Some benefits that data centers can capitalize on as cloud service providers include enhanced protection and reliability, given that a smaller player can provide more attention and care to a smaller sample. IaaS solutions also help clients save time and resources, given that smaller players can have more attention at a smaller cost. Differentiating a smaller IaaS reselling business to a big player is like comparing McDonald’s with a specialty burger shop. You may not have the size, but you have the advantage of customization and the boutique experience, in which many people would gladly invest.
In an age of advanced globalization, there seems to be a re-shifting back toward localization. In Africa, for instance, banks are starting to invest in artificial intelligence and machine learning tools to improve and contextualize the customer experience. With the growing demand for localized tech-based services, cloud service providers- even those in developing markets–can leverage the movement towards supporting local solutions.
Localizing your approach makes you an instant favorite for a profitable segment of the local tech market and a possible forerunner as one of your local community’s most notable technology partners. In an age where companies take their businesses global, there is still power in building your business up to be a champion for the local. Build awareness amongst smaller firms in need of IaaS providers or tech-based companies and larger corporations that use cloud-based technology.
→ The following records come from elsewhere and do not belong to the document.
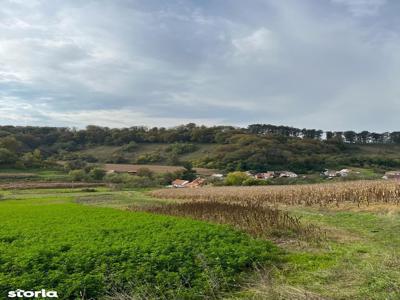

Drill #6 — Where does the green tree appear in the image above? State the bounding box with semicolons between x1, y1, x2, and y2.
89;168;106;180
0;148;17;165
225;171;249;185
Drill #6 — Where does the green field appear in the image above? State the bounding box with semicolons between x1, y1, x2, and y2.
0;190;277;299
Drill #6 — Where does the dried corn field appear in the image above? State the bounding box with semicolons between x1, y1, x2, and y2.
130;201;325;240
151;181;400;206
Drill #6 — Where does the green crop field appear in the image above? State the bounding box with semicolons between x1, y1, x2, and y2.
0;190;277;299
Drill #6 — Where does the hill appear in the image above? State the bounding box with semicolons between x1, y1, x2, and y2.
0;124;400;173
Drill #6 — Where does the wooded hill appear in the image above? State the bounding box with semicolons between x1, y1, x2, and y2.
0;124;400;173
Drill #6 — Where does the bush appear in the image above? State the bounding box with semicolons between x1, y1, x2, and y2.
121;141;139;152
68;170;87;181
225;171;249;185
136;168;154;178
242;177;268;186
165;143;197;154
0;148;17;165
89;168;106;180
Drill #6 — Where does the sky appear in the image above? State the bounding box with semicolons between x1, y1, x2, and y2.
0;0;400;132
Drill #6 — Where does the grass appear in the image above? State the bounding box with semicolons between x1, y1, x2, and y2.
234;208;400;300
0;189;278;299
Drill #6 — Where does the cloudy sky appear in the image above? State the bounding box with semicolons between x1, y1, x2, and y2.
0;0;400;131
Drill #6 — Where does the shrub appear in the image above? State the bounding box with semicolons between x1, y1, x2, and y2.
136;168;154;178
0;148;17;165
121;141;139;152
89;168;106;180
225;171;249;185
68;170;87;181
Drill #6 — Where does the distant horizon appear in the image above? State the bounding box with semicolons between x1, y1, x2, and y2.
0;0;400;132
0;122;400;134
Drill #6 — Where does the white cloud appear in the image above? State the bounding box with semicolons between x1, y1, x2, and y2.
0;0;400;130
331;0;386;17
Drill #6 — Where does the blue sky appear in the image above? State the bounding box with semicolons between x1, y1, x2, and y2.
0;0;400;131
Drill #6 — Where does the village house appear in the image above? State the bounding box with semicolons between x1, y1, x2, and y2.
322;169;351;178
279;171;298;178
210;173;224;179
171;179;189;188
254;171;275;179
382;171;400;179
185;177;206;188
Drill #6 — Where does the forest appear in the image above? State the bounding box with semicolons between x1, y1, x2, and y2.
0;123;400;173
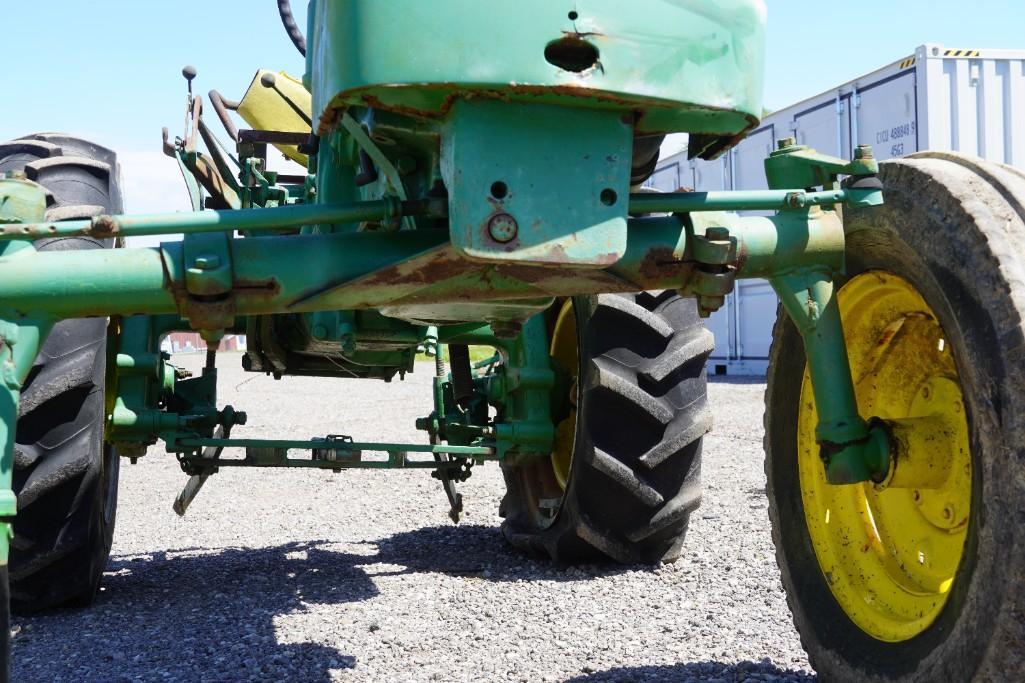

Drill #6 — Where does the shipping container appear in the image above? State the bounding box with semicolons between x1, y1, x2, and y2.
646;43;1025;374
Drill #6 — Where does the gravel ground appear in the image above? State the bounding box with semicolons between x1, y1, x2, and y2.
6;355;814;682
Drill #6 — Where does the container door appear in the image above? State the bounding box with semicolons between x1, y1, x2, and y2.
855;70;918;161
644;161;681;192
705;294;736;374
684;155;730;192
734;280;779;360
731;123;776;190
793;94;853;159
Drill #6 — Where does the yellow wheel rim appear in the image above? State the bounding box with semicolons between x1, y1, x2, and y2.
797;272;972;642
548;299;579;491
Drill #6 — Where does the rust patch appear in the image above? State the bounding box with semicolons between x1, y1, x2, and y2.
232;278;281;298
89;215;121;237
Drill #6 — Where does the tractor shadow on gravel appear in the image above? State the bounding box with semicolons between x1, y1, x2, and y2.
12;541;377;681
13;524;742;682
564;659;818;683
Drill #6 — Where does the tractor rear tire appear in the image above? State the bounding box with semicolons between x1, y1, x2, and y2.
0;133;123;612
500;291;713;564
765;153;1025;681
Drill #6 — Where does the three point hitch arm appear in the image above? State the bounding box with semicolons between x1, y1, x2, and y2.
0;138;900;516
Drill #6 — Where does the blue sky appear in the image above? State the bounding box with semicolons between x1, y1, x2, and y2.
0;0;1025;212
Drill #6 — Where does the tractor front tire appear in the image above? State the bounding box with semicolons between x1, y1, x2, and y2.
765;153;1025;681
501;291;713;564
0;133;123;612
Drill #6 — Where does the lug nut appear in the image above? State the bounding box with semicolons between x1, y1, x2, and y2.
488;213;520;243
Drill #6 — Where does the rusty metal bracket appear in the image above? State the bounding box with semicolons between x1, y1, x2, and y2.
178;233;235;343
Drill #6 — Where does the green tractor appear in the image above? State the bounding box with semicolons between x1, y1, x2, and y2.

One substantial advantage that localized players have over global brands is their understanding of the local community’s felt needs. This edge gives them better insight into what additional incentives might get companies to switch over to smaller cloud service providers and data centers.
Local cloud services offer many benefits already, but smaller data centers can sweeten the deal more by further incentivizing their offers. Some great monetization strategy examples around incentivizing include adding think dev platforms, containers, data pipelines, machine learning, DevOps, automation, and other services. One other way to incentivize is to provide cheaper plans for longer subscriptions, such as giving a sizeable discount when clients sign up for a year instead of a month’s worth of services.
In the realm of service as a software and infrastructure as a software, information can be the deciding factor to a long term relationship with a client. In the case of billing for instance, customers can often lose trust towards a provider after experiencing one or two bill shocks.
Another idea around this strategy would be to build a tool-based community both online and offline that can share best practices and ideas around business productivity, technology, and other topics around the context of work. Providing real-time reports on billings, deals, news, offerings, and other business opportunities can help create strong long-term relationships with clients and partners. Data centers should also provide real-time notifications on essential account activity or critical usage that clients should be aware of at any point.
Smaller providers also have the added boutique-experience edge of rewarding clients with highly-customized expressions of gratitude. Provide your customers with limited period bonus services every time they cross a certain usage level or criterion. Some bonuses can include a period of free services, free upgrades, a free limited subscription to an adjacent service, and many other ideas. The sky’s the limit when it comes to creatively rewarding loyal customers.